Powell was among the leading promoters of some of the most far-fetched and fantastical claims of widespread voter fraud, including a bizarre conspiracy theory alleging a vast plot by China, Venezuela and financier George Soros to hack into Dominion Voting Systems machines to flip votes away from Trump to Biden.

She, too, urged Trump to seize voting machines, according to the committee.

In December, Trump considered naming Powell to be a special counsel overseeing an investigation of voter fraud, even after his campaign had sought to distance itself from her as she aired wild and baseless claims about Dominion voting machines.

Her organization, Defending the Republic, raised $14.9 million between December 2020 and July. Powell’s group has more than $9.3 million in funds on hand, according to an independent audit filed with Florida, which investigated the organization and alleged multiple violations of state law.
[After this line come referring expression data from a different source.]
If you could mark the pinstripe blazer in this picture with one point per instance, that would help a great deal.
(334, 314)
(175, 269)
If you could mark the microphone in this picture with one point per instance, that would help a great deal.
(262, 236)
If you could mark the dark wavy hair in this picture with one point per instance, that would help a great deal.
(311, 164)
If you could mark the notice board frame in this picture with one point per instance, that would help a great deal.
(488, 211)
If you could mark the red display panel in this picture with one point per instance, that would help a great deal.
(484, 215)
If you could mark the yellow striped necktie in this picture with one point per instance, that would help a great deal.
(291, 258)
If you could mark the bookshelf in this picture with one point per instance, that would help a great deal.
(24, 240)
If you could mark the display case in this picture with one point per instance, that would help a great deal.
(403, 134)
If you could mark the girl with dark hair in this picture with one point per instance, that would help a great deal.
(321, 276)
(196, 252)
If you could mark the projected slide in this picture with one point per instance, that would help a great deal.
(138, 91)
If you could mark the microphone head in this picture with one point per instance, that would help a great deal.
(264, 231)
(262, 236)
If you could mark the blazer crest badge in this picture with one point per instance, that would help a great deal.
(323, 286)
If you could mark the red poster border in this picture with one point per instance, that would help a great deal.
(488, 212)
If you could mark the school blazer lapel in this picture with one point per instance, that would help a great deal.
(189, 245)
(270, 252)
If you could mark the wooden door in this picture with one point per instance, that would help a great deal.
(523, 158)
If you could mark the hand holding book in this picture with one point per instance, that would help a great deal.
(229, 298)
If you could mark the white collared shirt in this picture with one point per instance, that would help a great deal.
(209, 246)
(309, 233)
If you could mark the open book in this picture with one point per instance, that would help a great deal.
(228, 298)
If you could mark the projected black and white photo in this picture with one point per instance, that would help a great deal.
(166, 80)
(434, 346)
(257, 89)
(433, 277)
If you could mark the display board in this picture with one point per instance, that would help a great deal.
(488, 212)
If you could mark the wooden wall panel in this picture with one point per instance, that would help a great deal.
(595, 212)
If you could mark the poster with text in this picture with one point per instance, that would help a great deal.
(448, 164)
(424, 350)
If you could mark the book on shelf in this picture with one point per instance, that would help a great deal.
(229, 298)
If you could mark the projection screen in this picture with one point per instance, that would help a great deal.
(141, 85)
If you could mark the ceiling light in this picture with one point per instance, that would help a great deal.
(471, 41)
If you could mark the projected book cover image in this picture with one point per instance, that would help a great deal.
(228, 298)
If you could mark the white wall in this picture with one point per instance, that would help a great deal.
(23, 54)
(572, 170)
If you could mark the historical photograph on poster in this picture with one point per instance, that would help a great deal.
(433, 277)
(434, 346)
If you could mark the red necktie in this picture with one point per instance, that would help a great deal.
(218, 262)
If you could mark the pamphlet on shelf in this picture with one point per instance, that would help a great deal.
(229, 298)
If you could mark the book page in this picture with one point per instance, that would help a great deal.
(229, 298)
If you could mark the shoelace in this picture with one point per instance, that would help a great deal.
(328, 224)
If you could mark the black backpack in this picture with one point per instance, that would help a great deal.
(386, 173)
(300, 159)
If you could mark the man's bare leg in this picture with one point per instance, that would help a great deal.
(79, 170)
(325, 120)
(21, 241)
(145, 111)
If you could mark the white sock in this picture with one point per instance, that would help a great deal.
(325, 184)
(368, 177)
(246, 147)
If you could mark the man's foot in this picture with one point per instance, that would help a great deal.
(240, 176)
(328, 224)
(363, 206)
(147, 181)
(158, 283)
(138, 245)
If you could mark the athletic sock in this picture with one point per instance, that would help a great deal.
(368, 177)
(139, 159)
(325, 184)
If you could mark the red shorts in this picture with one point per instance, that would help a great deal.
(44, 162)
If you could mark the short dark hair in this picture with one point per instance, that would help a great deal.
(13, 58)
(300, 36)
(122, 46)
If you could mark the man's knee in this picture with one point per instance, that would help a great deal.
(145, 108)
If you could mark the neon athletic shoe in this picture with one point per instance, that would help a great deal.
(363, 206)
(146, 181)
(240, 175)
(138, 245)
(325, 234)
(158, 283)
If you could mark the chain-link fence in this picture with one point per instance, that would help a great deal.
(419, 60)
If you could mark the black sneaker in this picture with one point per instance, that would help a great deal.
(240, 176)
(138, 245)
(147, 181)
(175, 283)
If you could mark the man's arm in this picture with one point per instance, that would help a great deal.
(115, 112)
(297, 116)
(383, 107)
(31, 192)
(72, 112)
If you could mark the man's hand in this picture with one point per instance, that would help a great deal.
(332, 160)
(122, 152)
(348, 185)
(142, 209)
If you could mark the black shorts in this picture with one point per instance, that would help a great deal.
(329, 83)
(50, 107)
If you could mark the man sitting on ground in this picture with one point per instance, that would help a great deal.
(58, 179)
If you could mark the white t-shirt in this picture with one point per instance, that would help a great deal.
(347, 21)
Epshteyn reportedly attended planning meetings at the Willard Hotel in the days leading up to Jan. 6, the committee said. The panel, citing reporting from The Guardian, said he also participated in a call with Trump the morning of Jan. 6 that included a discussion of Pence’s “unwillingness to deny or delay the certification.”

Giuliani is facing a defamation lawsuit from Dominion Voting Systems, alleging he carried out “a viral disinformation campaign about Dominion” made up of “demonstrably false” allegations, in part to enrich himself through legal fees and his podcast.

In June, his law license was suspended after a New York court ruled he made “demonstrably false and misleading statements” while fighting the results of the 2020 election.

An internal memo made public through a defamation suit filed by a Dominion employee revealed in November that Trump’s campaign had determined many of the outlandish claims they were making about election machines were untrue.

On Twitter, Epshteyn said he was not surprised by the subpoena. He accused the committee of engaging in a “Stalinist witch hunt” against Trump and his supporters.

Robert Costello, a lawyer for Giuliani, called the subpoena “political theater” and said Giuliani would be covered by executive privilege, should Trump invoke it, as well as attorney-client privilege.

“They’re not going to charge Rudy Giuliani with anything, and they’re also not going to get any information from Rudy Giuliani factually,” he said, adding: “Did they even call me and even ask if Rudy would voluntarily talk to them?”

Ellis and Powell did not immediately respond to requests for comment.